Monitoring, exclusions and public policy balance
- The cutoff date (applications on/after September 29, 2025 excluded) is central to avoiding incentives for new claims.
- The scheme is explicitly time-limited and will be monitored for its effects on backlogs and housing pressure.
- Exclusions (serious crimes, new applicants) and the one-time rule are intended to protect public trust and system integrity.
- The government pairs incentives for voluntary return with stepped-up enforcement where needed.
Key figures and quick reference
Item | Amount / Detail |
---|---|
Highest payment (per person) | €2,500 |
Highest payment (per family cap) | €10,000 |
Appeals-stage payment (per person) | €1,500 |
Appeals-stage payment (per family cap) | €6,000 |
Post-final-decision family payment | €3,000 |
Cutoff for eligibility | Entered system before September 28, 2025 |
Announcement date | September 29, 2025 |
Voluntary returns by Sep 19, 2025 | 1,159 (up 129% vs 2024) |
Estimated average cost of a case | €122,000 per person |
Final notes and where to find official information
The government stresses that the policy is temporary, targeted, and intended to balance humanitarian obligations with practical pressure on accommodation and services. The safety safeguard—refusing returns when unsafe—remains central.
For official details and updates, see the Department of Justice’s policy announcements and immigration measures at the Government of Ireland website: Department of Justice. The Department’s notice, published on September 29, 2025, sets out eligibility, payment stages, exclusions, and the safety safeguard.

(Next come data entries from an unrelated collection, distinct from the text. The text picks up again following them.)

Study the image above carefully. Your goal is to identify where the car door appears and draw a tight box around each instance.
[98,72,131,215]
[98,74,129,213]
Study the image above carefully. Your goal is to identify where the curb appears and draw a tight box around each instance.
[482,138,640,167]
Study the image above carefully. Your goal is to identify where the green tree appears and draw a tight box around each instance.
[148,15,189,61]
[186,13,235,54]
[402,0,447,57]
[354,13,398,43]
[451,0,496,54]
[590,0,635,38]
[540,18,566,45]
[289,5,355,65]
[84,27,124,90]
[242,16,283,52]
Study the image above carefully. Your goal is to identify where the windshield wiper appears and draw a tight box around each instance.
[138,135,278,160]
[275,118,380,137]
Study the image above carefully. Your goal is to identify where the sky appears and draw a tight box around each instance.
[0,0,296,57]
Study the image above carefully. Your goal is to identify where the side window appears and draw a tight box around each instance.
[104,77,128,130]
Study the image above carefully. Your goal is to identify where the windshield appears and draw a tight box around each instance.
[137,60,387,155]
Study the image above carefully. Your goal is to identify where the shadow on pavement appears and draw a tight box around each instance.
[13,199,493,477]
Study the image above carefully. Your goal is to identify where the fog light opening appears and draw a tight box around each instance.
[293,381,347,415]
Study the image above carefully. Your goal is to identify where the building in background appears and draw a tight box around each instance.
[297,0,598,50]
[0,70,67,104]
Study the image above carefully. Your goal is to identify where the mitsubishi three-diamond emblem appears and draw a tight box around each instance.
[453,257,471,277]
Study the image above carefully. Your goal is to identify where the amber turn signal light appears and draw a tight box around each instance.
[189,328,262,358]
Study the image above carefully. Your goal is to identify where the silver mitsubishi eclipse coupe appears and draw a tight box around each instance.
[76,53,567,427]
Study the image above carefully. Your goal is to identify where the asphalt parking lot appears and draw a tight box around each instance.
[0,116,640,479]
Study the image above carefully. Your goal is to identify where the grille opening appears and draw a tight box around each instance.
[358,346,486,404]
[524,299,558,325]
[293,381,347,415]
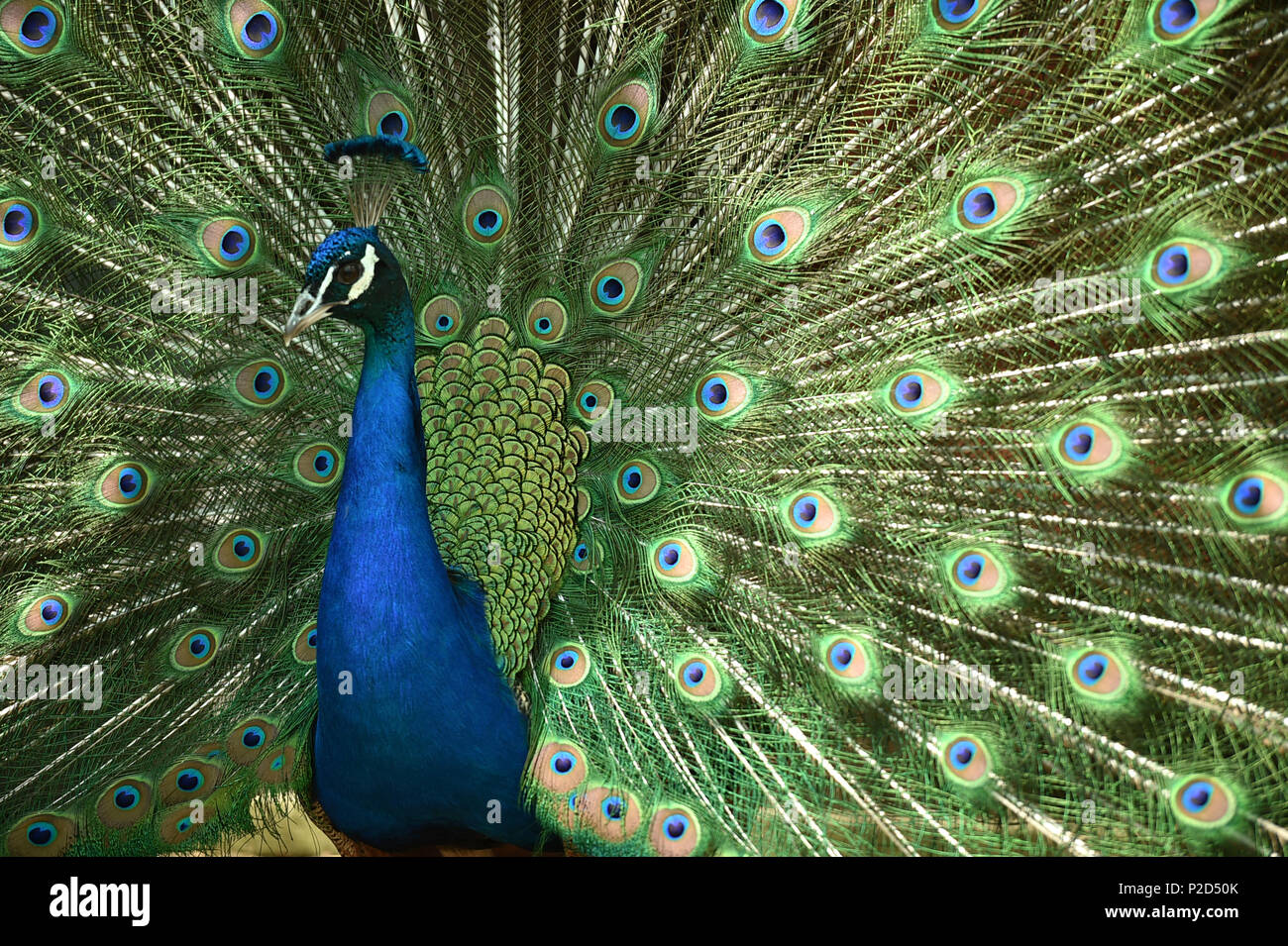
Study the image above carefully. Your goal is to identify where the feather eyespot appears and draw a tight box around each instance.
[590,259,644,315]
[420,296,461,343]
[0,0,64,55]
[1225,470,1288,528]
[649,538,698,581]
[215,529,265,572]
[615,460,661,506]
[465,186,510,246]
[742,0,800,44]
[170,627,219,671]
[747,207,810,263]
[527,298,568,343]
[886,368,952,417]
[1146,240,1221,292]
[1171,775,1239,830]
[227,718,277,766]
[201,216,255,269]
[945,549,1010,599]
[819,635,872,686]
[368,91,416,142]
[18,594,72,637]
[695,370,751,421]
[957,180,1024,231]
[228,0,286,59]
[548,644,590,686]
[0,199,40,249]
[675,654,724,702]
[648,804,702,857]
[782,490,840,538]
[94,779,152,830]
[233,360,286,407]
[98,462,152,508]
[940,736,992,784]
[292,622,318,664]
[532,741,587,794]
[577,787,640,842]
[295,443,343,486]
[575,381,613,423]
[18,370,71,414]
[1068,649,1127,700]
[5,812,76,857]
[930,0,988,32]
[158,758,223,804]
[1150,0,1223,43]
[599,81,653,148]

Important takeaway: the scheme offers a one-time reintegration allowance to those already in the protection system before September 28, 2025, with higher payments for earlier departures, strict safety checks, exclusions for serious crimes, and a clear aim to reduce housing and processing pressures while protecting vulnerable people.
This Article in a Nutshell
On September 29, 2025, Ireland announced a temporary reintegration allowance to encourage voluntary return among people already in the international protection process before September 28, 2025. The scheme offers up to €2,500 per person or €10,000 per family if departure occurs before a first-instance decision, with reduced amounts during appeals and limited family support after a final decision. The government says the measure will ease housing and processing pressures, lower costs compared with enforced removals, and speed case resolution. Safeguards exclude applicants made on/after September 29, 2025, people convicted of serious crimes, and any return that would be unsafe. Officials will monitor outcomes and maintain deportations when necessary; voluntary returns rose 129% to 1,159 by September 19, 2025.